KARAR'a konuşan Av. Ruşen Gültekin, bu seçimin adeta siyasi bir seçim gibi çok konuşulmasının, gündemde yer almasının nedenini 'önceki başkanın uygulamaları' olarak açıkladı. Gültekin, "Ana görevi hukukun üstünlüğünü korumak olan bir kurumun başındaki kişinin, toplumda hak ihlalleri yaşandığında açıklama yapması beklenir. Oysa önceki başkan pek çok hukuki konuda ve siyaseten istenmeyen konularda açıklama yapmamış, hukukun üstünlüğünün ve insan haklarının korunması gereken durumlarda geri durmuştur" diyerek Feyzioğlu'nun bu tavrının, onun makamındaki bir kişiden beklenmediğini vurguladı.
'ÖNCEKİ BAŞKAN HEP GERİ DURDU'
Av. Ruşen Gültekin, seçim sonucunu değerlendirerek şu açıklamalarda bulundu:
"Avukatlık mesleği, hukukun üstünlüğünün tüm gereklerini yerine getirmek, insan haklarının geliştirilmesi ve korunması konusunda anayasal görevlerini yerine getirmek zorundadır. Dolayısıyla kamu hizmeti niteliğinde bir meslek olduğu için bunu gerçekleştirmek adına örgütlenmişlerdir ve barolar bu yüzden çok önemlidir. Barolar; mesleğin ahlakını, saygınlığını, hukukun üstünlüğünü, insan haklarını korumakla yükümlüdür. TBB de gücünü ve dayanağını anayasadan alan meslek üst kuruluşudur. Peki bu seçim neden bu kadar gündem oldu? Bir ideolojik etki mi vardı tartışmaları ortaya çıktı. Bunun nedeni aslında bir önceki başkanın uygulamaları. Dediğim gibi ana görevi hukukun üstünlüğünü korumak olan bir kurumun başındaki kişinin, toplumda hak ihlalleri yaşandığında açıklama yapması beklenir. Oysa önceki başkan pek çok hukuki konuda ve siyaseten istenmeyen konularda açıklama yapmamış, hukukun üstünlüğünün ve insan haklarının korunması gereken durumlarda geri durmuştur.

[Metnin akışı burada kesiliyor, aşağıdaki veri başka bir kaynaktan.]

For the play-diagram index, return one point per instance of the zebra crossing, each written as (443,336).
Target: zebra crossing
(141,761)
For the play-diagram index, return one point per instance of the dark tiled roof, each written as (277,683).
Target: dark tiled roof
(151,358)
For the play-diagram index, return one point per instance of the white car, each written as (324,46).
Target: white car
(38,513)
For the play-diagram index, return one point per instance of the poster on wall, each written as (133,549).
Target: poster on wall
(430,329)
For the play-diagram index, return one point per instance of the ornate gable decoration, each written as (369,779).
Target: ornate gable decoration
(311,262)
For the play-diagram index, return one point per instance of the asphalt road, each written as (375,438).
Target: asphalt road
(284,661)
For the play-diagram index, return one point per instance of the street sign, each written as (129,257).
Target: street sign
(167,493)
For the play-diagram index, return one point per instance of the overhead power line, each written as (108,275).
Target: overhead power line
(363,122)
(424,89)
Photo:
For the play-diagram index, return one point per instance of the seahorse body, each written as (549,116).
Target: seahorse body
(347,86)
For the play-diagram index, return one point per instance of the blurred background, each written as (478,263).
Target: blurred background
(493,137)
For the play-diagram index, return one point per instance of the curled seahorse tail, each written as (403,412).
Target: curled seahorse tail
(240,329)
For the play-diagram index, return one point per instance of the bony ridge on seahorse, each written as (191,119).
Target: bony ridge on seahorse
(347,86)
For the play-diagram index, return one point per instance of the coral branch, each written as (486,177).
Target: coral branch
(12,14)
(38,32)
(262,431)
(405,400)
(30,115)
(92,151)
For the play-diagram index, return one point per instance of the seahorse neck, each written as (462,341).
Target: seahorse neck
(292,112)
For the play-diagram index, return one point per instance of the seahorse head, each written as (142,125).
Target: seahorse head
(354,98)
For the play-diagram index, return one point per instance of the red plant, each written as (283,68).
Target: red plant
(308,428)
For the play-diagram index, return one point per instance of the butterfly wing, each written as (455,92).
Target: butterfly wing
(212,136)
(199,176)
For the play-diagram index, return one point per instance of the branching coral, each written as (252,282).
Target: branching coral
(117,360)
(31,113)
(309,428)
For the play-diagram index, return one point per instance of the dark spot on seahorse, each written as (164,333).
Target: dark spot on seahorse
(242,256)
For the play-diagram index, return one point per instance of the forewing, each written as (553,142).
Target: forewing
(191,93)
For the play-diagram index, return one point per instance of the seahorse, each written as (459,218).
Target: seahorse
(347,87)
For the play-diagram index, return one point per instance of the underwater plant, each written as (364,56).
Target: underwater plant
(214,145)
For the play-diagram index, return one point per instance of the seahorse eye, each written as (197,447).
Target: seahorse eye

'HUKUKUN ÜSTÜNLÜĞÜNÜ DEĞİL, KENDİ KOLTUĞUNU KORUMAYA ÇALIŞTI'
Eski başkan, anayasaya aykırı olduğunu gayet iyi bildiği çoklu baro sistemine göz yumdu. Bu düzenleme, seçimleri kazanmak için bir salvoydu ve başkan sessiz kaldı. Bu açıdan eski başkanın hukukun üstünlüğünü değil, kendi koltuğunu korumaya çalıştığı ve siyasi iktidara çok yakınlaştığı, hatta ortak hareket ettiği kendi beyanlarını da göz önünde bulundurursak ortadadır. Peki Türkiye'de unuttuğumuz şey nedir? Biz bunu yargı makamlarında da görüyoruz. Yargıçların ve cumhuriyet savcılarının ana görevi hukukun üstünlüğü ve insan haklarını korumaktır. Devleti korumak değildir. Onlar, devlet gücünü kötüye kullandığında müdahale etmekle, denetimle görevlidir. Hukukçular her şeyden önce hukukçudur. Eğer bunu unutup, siyasi iktidara bilgilerini sunarlarsa toplumda büyük sıkıntı yaşanır. Şu anki değişimin de ana sebebi baroların görevlerini yapamaz hale getirilmesi, seçim ve delege sistemlerinin göz göre göre değiştirilerek önceki başkanın makamında kalması için iktidar tarafından destek verildiğinin ortaya çıkmasıdır.
'İKTİDARA YAKIN AVUKATLAR DESTEKLEDİ, BİRLİK OLMAMIZ GEREKİRDİ'
Hukukun üstünlüğünün ve kuvvetler ayrılığının korunması için bu kurumların başındaki insanların kuvvetli durması, güce boyun eğmemesi gerekir. Oysa Türkiye'de bunun tam tersini gördük. Siyasi iktidarla paralel çalışmaya uğraşan yargı gördük. Hukukçuların baroların parçalanması gibi bir durumda bile ayrıldığını gördük. İktidara yakın avukatların bunu savunduğu, bizim gibi bağımsız olan, hukukun üstünlüğü ve insan haklarını savunan avukatların ise bunu doğru bulmadığını gördük. Doğrusu, hepimizin böyle durumlarda birleşip siyasi iktidara dur, hukukun üstünlüğüne engel olma, yargı bağımsızlığını zedeleme dememiz gerekirdi.
'YENİ BAŞKAN, HUKUKUN ÜSTÜNLÜĞÜNÜ YAŞATACAK'
Yeni başkan, hukukun üstünlüğüne inanması, yargı bağımsızlığını ve insan haklarını koruması için seçildi. Bir önceki başkan hukukun üstünlüğüne inanmayan, gücün yolunda sadece kendi bekasını koruyacağını düşünen biriydi. Bu yüzden aldığı bu korkunç büyüklükte iktidar desteğine rağmen kaybetti. Hal böyle olunca avukatlar bağımsızlıklarına sahip çıktılar ve siyasi değil sadece hukuki bir kaygıyla seçim yaptılar. Avukatların ve TBB'nin, siyasilerin hak ihlallerine karşı çıkmaları siyasi açıklamalar değildir, anayasal sorumluluklarıdır. Önceki başkan Metin Feyzioğlu, hukukun üstünlüğüne inanmayan biriydi. Fakat yeni başkan Erinç Sağkan, hepimizin Ankara Barosu'ndaki görevinden bildiği üzere, bizim gibi hukukun üstünlüğüne inanan ve bunu yaşatacak biridir."